OSINT Research Environment
A self-contained, network-isolated research environment for open-source intelligence work. Built on a dedicated Proxmox LXC container with a non-root research user, curated toolset, and deliberate separation from production services.
Why Build This
OSINT work involves visiting unknown sites, running aggressive network scanners, and handling data from potentially hostile sources. Running this on a shared system risks contaminating production services if something goes wrong.
A dedicated isolated container solves this cleanly — if something goes sideways during an investigation, it stays contained. The container is intentionally stopped when not in use, reducing the attack surface further.
Toolset
| Tool | Purpose |
|---|---|
| Sherlock | Username enumeration across 300+ platforms |
| Amass | Comprehensive subdomain enumeration |
| Subfinder | Fast passive subdomain discovery |
| httpx | HTTP probing and asset discovery |
| Nuclei | Template-based vulnerability scanning |
| theHarvester | Email and domain intelligence gathering |
| recon-ng | Full-featured modular recon framework |
| Photon | OSINT-focused web crawler |
Architecture
Proxmox LXC (Ubuntu 22.04)
│
├─ root — system administration only
│
└─ osint user — all investigation work
├─ Python tools (~/.local/bin)
├─ Go tools (~/go/bin)
└─ API key store (~/.osint-env, chmod 600)

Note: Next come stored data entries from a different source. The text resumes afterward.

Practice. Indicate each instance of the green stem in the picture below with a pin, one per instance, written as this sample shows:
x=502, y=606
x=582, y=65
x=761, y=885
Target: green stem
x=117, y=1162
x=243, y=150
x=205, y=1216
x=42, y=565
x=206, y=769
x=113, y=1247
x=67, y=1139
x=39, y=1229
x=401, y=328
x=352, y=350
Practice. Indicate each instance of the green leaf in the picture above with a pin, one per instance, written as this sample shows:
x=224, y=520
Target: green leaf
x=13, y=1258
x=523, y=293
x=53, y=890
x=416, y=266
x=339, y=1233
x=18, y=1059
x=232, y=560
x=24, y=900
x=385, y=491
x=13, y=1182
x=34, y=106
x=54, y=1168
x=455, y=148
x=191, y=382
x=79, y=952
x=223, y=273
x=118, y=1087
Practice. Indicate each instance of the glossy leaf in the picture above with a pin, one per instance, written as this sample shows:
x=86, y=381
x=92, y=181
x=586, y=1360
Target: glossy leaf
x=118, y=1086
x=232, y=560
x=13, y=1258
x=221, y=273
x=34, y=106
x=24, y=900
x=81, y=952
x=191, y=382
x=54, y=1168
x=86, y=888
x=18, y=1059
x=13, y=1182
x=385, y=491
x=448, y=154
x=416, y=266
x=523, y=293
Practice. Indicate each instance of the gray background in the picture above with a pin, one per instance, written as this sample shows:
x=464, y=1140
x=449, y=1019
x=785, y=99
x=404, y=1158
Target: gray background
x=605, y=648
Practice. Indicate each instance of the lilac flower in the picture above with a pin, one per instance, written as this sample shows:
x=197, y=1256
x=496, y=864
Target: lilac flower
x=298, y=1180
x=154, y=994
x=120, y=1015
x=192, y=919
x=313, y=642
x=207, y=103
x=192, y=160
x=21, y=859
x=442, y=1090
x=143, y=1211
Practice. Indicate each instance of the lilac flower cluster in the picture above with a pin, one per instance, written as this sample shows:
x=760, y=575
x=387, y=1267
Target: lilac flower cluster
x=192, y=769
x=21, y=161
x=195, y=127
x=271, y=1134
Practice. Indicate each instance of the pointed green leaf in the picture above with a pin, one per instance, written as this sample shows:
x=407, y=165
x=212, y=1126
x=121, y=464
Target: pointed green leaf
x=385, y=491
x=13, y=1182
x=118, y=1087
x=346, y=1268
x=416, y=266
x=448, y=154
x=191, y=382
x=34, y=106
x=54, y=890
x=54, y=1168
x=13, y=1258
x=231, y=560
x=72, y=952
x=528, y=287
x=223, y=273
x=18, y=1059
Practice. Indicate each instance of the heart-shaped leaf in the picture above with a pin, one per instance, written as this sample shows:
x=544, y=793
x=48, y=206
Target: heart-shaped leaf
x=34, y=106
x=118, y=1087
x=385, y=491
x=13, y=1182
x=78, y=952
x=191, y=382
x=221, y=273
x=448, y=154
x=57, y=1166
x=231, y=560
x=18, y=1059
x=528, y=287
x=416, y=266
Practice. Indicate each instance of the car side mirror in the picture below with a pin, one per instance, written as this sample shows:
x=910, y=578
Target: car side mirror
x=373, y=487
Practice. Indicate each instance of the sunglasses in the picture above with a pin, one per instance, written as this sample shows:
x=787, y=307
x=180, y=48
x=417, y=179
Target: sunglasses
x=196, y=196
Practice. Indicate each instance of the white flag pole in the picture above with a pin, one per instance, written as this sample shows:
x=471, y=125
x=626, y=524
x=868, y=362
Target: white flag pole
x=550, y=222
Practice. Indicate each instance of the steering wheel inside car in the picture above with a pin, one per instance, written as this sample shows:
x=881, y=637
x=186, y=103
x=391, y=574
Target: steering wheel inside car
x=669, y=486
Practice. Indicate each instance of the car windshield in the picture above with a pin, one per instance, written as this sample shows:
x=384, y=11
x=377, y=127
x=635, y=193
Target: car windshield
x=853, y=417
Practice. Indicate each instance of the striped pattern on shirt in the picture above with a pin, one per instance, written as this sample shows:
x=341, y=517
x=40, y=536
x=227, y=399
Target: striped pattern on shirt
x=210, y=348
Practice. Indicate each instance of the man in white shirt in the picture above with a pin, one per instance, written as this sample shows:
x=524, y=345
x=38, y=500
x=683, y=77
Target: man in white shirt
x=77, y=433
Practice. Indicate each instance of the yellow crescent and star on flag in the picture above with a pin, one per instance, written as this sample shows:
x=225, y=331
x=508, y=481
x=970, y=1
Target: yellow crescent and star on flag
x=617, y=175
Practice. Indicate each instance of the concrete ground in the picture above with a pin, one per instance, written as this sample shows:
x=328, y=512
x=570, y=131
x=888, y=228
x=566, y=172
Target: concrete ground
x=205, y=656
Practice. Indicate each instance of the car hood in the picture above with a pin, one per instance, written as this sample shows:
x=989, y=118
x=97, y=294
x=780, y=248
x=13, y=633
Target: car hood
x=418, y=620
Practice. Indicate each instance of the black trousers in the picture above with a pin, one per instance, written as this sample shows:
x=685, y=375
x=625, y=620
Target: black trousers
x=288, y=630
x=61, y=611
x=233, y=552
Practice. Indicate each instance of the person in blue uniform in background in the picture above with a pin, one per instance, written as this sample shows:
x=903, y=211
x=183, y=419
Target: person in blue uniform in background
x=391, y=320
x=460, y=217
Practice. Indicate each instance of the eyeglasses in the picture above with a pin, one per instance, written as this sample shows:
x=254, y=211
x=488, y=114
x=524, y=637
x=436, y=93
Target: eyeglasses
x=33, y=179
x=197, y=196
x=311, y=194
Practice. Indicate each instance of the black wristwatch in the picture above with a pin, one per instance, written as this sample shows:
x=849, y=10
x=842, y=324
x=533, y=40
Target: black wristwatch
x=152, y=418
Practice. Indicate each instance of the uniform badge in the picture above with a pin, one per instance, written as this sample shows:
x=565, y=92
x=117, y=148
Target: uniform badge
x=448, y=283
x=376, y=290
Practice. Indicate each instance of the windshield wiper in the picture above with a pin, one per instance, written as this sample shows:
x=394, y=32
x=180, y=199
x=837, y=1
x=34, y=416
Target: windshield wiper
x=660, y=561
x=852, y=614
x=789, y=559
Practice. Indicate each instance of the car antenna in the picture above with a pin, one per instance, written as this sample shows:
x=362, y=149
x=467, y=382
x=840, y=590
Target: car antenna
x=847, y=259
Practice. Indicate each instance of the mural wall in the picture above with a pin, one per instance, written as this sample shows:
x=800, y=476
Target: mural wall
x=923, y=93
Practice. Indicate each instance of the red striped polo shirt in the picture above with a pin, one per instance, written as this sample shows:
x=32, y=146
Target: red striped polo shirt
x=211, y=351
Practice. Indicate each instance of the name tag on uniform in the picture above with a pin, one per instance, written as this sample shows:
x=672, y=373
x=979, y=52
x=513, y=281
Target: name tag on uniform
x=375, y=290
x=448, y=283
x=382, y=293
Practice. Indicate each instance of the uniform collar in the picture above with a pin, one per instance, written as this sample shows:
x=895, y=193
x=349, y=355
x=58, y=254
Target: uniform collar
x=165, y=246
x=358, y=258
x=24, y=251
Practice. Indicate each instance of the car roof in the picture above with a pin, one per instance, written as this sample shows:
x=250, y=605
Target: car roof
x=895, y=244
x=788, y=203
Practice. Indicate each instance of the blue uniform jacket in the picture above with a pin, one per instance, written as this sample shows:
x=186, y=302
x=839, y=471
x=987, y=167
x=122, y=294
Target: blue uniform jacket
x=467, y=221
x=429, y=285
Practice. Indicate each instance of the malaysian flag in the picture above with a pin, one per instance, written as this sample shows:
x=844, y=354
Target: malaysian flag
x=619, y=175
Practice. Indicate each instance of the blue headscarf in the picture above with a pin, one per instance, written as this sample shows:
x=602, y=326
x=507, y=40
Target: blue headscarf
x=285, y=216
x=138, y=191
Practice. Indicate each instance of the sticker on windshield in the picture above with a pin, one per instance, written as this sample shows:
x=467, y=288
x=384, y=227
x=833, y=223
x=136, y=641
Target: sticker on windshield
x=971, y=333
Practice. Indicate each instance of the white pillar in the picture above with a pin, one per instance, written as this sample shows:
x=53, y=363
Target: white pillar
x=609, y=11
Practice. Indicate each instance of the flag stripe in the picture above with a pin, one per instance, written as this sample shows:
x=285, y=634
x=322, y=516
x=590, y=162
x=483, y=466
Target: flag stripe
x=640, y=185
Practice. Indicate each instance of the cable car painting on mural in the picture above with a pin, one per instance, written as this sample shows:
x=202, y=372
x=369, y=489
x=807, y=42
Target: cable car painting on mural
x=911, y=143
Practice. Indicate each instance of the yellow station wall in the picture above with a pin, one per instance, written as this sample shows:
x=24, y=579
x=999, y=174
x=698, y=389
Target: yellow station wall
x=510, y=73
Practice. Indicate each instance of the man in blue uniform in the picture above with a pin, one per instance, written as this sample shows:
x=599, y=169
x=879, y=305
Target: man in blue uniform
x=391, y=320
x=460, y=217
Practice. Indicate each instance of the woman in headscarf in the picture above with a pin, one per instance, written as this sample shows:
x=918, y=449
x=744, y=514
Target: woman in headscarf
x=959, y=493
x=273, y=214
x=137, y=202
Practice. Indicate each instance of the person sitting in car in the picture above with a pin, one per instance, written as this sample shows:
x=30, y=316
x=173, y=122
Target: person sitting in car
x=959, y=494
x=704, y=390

All investigation work runs as a non-privileged osint user. API keys for paid services (HIBP, Shodan, VirusTotal) are stored in a permission-restricted environment file sourced at login.
Technical Highlights
- Network isolation — the container sits on its own network segment, preventing any lateral movement to production services
- Non-root operations — all tool installation and investigation work runs as a dedicated
osintuser, not root - Go toolchain — the Project Discovery suite (subfinder, httpx, nuclei) requires a current Go installation; Ubuntu’s default repositories are too old and were replaced with a manual Go install
- Dependency management — recon-ng’s pip packaging is broken upstream; solved with a git clone and a bash wrapper script to maintain clean invocation
- Stopped by default — the container is excluded from the AI monitoring agent’s restart watch list and started only when needed
Challenges Overcome
- Node.js version conflicts — Ubuntu 22.04 ships with an outdated Node.js that breaks npm installs silently. Solved by removing system packages entirely and replacing with NodeSource v20.
- PATH complexity — Go binaries, pip user installs, and custom wrapper scripts each have different binary locations. Required careful
.bashrcconfiguration to make all tools discoverable. - Dependency sprawl — theHarvester has many optional async dependencies (aiodns, aiosqlite, playwright) that produce install warnings but don’t affect core functionality. Distinguishing fatal from non-fatal errors took time.
Tech Stack
- Ubuntu 22.04 LXC (Proxmox)
- Python 3 (pip user installs)
- Go 1.21 (Project Discovery toolchain)
- Node.js 20 (dashboard)
- Sherlock, Amass, Subfinder, httpx, Nuclei, theHarvester, recon-ng, Photon
Current Status
Built and verified — all 8 tools confirmed working. Kept stopped when not in use. Started on demand for investigations.
What I Learned
The hardest part of building an OSINT environment isn’t the tools — it’s the environment. Getting Go, Python, Node.js, and custom wrapper scripts to coexist cleanly on Ubuntu requires careful attention to PATH ordering and which user installs what. The isolation architecture also forced me to think more carefully about what “network isolation” actually means in a Proxmox environment and where the real boundaries are.
Part of an ongoing homelab security research project.